Le Togo quitte définitivement le groupe des nations à développement humain « faible » pour intégrer celui des pays à IDH « moyen ». C’est ce qui ressort de l’édition 2025 du Rapport sur le Développement Humain (RDH 2025) du PNUD. La cérémonie de présentation nationale s’est déroulée ce lundi 22 septembre à Lomé en présence de plusieurs personnalités.

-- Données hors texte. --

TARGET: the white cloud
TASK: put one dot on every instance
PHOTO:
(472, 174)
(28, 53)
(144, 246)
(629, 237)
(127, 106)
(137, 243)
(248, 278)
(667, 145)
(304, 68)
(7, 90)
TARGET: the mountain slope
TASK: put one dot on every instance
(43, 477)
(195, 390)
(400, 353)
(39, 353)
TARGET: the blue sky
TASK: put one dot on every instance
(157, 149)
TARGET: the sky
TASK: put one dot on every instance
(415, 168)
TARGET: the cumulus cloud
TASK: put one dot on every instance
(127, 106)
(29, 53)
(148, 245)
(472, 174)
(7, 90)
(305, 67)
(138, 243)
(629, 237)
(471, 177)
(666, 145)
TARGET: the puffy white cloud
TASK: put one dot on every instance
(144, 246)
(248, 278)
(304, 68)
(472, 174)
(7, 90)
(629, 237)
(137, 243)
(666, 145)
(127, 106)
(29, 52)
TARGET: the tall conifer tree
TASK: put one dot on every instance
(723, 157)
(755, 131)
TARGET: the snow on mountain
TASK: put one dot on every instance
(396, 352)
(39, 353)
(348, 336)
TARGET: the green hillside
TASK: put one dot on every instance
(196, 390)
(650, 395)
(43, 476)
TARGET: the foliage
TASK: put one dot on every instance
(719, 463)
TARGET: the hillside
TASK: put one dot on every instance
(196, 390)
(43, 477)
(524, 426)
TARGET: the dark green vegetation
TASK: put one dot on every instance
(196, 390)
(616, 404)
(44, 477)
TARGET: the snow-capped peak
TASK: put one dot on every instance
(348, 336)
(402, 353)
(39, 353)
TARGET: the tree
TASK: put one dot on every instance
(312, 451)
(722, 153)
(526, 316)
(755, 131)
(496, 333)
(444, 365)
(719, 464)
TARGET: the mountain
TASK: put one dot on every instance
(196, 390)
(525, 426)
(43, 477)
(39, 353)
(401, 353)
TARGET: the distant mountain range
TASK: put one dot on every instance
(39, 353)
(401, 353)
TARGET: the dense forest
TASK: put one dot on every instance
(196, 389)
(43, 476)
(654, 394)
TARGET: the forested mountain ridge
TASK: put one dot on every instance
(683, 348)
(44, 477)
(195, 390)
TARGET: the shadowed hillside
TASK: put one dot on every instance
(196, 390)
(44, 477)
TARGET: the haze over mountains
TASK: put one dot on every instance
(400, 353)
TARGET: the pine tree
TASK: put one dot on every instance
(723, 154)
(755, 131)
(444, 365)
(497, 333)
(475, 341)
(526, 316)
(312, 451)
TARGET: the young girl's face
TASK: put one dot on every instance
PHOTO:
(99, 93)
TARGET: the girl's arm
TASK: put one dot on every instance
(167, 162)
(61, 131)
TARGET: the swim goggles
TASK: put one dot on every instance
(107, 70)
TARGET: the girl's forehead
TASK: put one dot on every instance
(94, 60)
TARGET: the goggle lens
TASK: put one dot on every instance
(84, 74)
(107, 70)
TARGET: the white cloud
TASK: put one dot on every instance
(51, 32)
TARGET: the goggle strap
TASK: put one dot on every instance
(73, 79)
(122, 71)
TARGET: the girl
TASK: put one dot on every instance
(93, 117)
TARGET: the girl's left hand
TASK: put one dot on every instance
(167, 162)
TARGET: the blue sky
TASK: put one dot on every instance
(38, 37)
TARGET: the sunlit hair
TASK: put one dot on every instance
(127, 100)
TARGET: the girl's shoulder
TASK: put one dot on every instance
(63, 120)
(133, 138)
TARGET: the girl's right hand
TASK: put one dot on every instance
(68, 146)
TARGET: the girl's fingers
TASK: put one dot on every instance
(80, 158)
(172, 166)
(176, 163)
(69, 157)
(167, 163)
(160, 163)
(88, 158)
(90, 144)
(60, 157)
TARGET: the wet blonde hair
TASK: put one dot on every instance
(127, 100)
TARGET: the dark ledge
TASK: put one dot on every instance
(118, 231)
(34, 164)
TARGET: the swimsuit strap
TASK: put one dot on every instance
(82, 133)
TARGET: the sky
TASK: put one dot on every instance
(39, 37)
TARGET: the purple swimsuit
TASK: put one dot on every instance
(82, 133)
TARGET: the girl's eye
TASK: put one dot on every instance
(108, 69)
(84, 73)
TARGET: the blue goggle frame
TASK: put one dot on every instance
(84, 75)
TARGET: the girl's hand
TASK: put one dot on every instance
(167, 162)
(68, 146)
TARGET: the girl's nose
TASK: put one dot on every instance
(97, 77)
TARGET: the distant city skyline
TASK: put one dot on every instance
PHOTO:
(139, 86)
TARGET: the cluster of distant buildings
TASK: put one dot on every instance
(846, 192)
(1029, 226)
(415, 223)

Sous le thème « Une affaire de choix : individus et perspectives à l’ère de l’intelligence artificielle », cette présentation officielle, qui fait suite à la publication mondiale du rapport le 06 mai dernier, a révélé les performances ayant permis au Togo de passer d’un statut à un autre. Un changement qui n’a rien d’anecdotique. Il est le fruit d’une décennie de réformes opiniâtres et d’investissements sociaux ciblés. En 2015, l’IDH du pays s’établissait à 0,523. En 2025, il s’établit à 0,571 contre 0,567 dans l’édition précédente (2023-2024). La progression, constante, traduit une stratégie de long terme qui commence à porter ses fruits. « Ces avancées sont enregistrées grâce aux réformes ambitieuses engagées sous l’impulsion du Président du Conseil », a déclaré Dr Sandra Ablamba Johnson, Ministre et Secrétaire général de la Présidence du Conseil, en présidant l’événement aux côtés de la Représentante résidente du PNUD, Binta Sanneh.

Les chiffres parlent d’eux-mêmes. Le Revenu National Brut (RNB) par habitant est passé de 2 748 $ US en 2023-2024 à 2 856 $ US en 2025. Une croissance soutenue, mais c’est surtout sur les indicateurs sociaux que le pays a marqué des points. Santé, éducation, protection sociale : les efforts conjugués dans ces secteurs clés ont permis de promouvoir l’inclusion sociale, de réduire les inégalités et de renforcer le capital humain, véritable richesse d’une nation. Pour exemple, l’accès à l’eau potable est passé de 60% à 86% en quatre ans et l’accès à l’électrcité de 50% à 74,5%. Cette performance place désormais le Togo en tête du peloton ouest-africain : 2ᵉ rang au sein de l’UEMOA, derrière la Côte d’Ivoire, et 4ᵉ dans l’espace CEDEAO, après le Cap-Vert, le Ghana et la Côte d’Ivoire. Il devance alors des pays commele Sénégal, le Bénin, le Mali, le Niger ou la Guinée-Bissau.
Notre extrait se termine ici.